NZ.... Didn't even know about TAS 



Meddo said:


> Smith's is great, the supermarkets and standard bottle-os carry a decent range of Garage Inc. and Tuatara as well.


Good to know - Smiths looked cool on their website. I love Tuatara so will be stoked to find some bottle shops that stock it!


----------



## Meddo (21/3/17)

Aside from the beers I highly recommend the po'boys at Smiths, lovely tucker.


----------



## earle (21/3/17)

I know its more mainstream by NZ standards but I always enjoy a visit to the Speights Ale House in QT. Good food as well.


----------



## good4whatAlesU (21/3/17)

Ooh get out of QT as fast as you can. One massive tourist /money trap.

Wanaka is nice.


----------



## Rambo (21/3/17)

Can't remember the name, but there was a great place at the end of the wharf. Little place with about 20 beers on tap, friendly staff, good food and a resident goat. I named it in another thread somewhere on nz road trips.


----------



## BKBrews (21/3/17)

good4whatAlesU said:


> Ooh get out of QT as fast as you can. One massive tourist /money trap.
> 
> Wanaka is nice.


I'm only there from Saturday to Thursday for a wedding...


----------



## earle (21/3/17)

Its an easy day trip to the brewery in Wanaka if you have transport. Check its open before you go though. I can never time it to be there when its open.


----------



## BKBrews (21/3/17)

earle said:


> Its an easy day trip to the brewery in Wanaka if you have transport. Check its open before you go though. I can never time it to be there when its open.

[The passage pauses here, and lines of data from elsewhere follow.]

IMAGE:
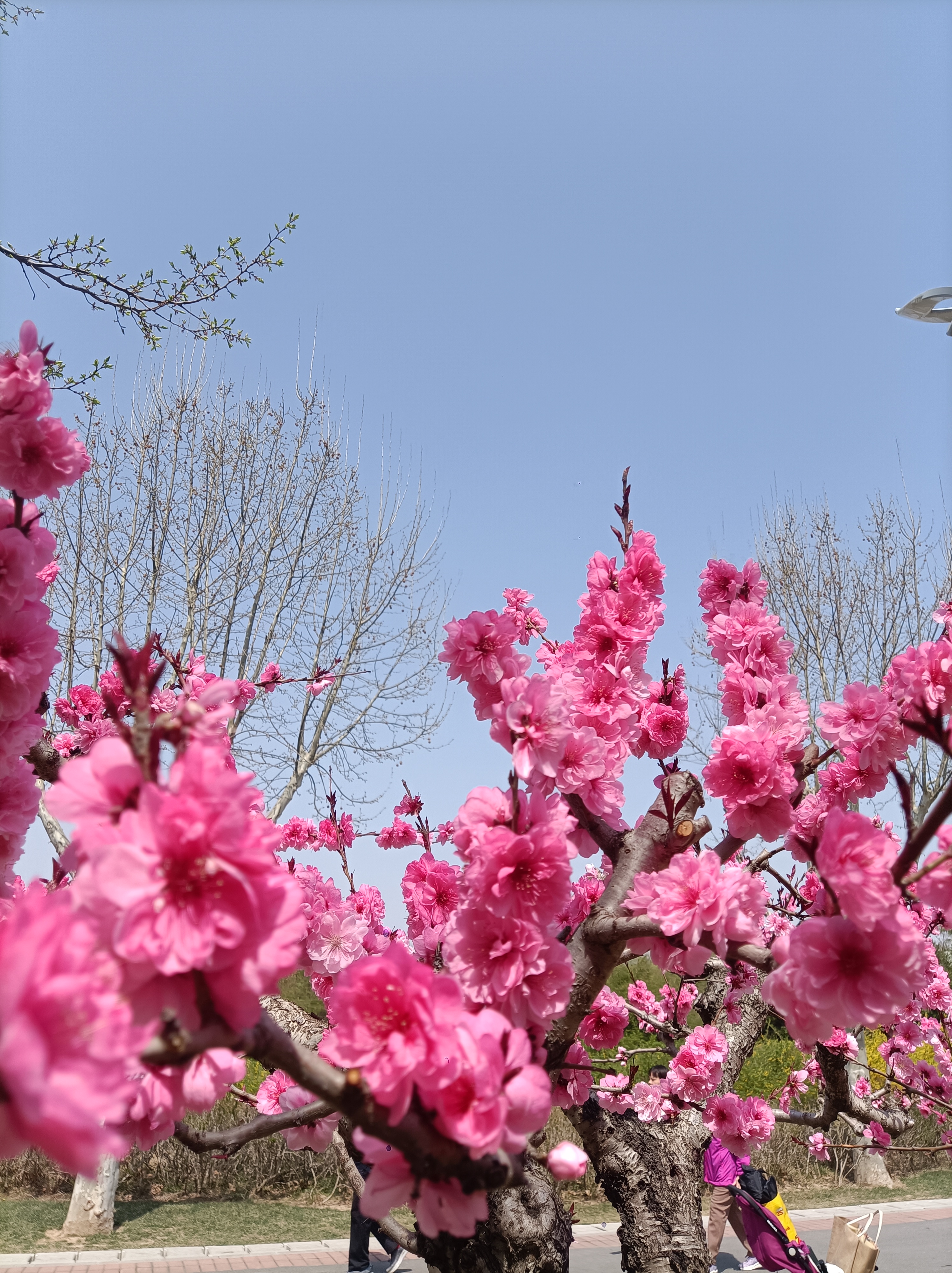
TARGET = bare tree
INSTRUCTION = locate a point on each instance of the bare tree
(240, 528)
(850, 604)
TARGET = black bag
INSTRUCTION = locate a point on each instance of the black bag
(758, 1185)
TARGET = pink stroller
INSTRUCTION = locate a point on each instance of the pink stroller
(771, 1244)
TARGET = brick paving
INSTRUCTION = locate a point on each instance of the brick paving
(334, 1252)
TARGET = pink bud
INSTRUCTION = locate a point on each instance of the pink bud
(30, 339)
(567, 1162)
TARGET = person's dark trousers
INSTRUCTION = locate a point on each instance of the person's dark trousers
(361, 1229)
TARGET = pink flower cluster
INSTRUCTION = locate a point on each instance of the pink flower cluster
(432, 894)
(38, 458)
(752, 764)
(38, 454)
(67, 1036)
(576, 726)
(181, 878)
(279, 1094)
(164, 1095)
(91, 715)
(408, 1032)
(740, 1123)
(502, 944)
(339, 930)
(698, 897)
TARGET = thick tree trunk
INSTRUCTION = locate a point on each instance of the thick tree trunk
(94, 1202)
(528, 1232)
(869, 1169)
(652, 1176)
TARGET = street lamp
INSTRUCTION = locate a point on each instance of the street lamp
(923, 307)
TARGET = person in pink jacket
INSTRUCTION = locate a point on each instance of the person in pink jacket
(724, 1169)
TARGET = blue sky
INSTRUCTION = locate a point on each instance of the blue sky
(543, 241)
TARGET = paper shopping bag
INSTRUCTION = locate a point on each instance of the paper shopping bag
(851, 1247)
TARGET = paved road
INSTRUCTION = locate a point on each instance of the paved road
(917, 1238)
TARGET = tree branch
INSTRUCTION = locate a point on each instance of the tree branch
(390, 1225)
(231, 1140)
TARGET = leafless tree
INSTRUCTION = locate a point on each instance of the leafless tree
(850, 603)
(240, 528)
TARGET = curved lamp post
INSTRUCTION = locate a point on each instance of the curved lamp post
(925, 307)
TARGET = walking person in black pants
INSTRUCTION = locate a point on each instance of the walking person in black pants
(361, 1229)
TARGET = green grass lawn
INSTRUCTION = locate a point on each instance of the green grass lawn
(25, 1223)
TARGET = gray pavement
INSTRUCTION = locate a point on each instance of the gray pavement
(917, 1238)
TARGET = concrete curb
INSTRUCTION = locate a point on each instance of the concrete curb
(237, 1257)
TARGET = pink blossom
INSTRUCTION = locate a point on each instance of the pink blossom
(567, 1162)
(38, 458)
(268, 1101)
(315, 1136)
(614, 1093)
(335, 941)
(62, 1083)
(606, 1020)
(819, 1146)
(27, 658)
(431, 892)
(748, 770)
(529, 622)
(333, 836)
(878, 1134)
(25, 393)
(530, 721)
(480, 647)
(833, 972)
(526, 875)
(298, 833)
(510, 964)
(666, 730)
(585, 893)
(696, 894)
(869, 721)
(17, 568)
(740, 1125)
(652, 1102)
(90, 733)
(270, 678)
(99, 787)
(857, 860)
(722, 584)
(398, 836)
(20, 799)
(842, 1043)
(752, 637)
(391, 1015)
(484, 808)
(189, 882)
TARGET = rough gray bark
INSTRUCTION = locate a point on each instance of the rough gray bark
(652, 1176)
(869, 1169)
(528, 1232)
(94, 1202)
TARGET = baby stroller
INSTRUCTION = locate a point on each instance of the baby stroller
(769, 1241)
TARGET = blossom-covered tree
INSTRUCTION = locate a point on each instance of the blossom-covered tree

which brewery? Not sure if we will have time/transport, but I'll scope it out.


----------



## manticle (21/3/17)

BKBrews said:


> NZ.... Didn't even know about TAS


It's the town where they play AFL on gravel.
Knowing that, they probably drink straight meth like all hard men do. Craft beer is for ponces ey?


----------



## mugley (21/3/17)

Smith's and Atlas are both solid for beers and views.

For bottle shops, try the Henry's next to the supermarket on Shotover St. Avoid any store called Betty's (bright green signage, hard to miss) - the beer there is almost always a couple of bucks more than everywhere else.


----------



## earle (21/3/17)

BKBrews said:


> which brewery? Not sure if we will have time/transport, but I'll scope it out.


Wanaka Beerworks maybe. Its out near the airport. Edit to add link: http://www.wanakabeerworks.co.nz/


----------



## Rambo (21/3/17)

And remember to take your passport with you, won't accept drivers license in nz and will ask you even if you're well over 18.


----------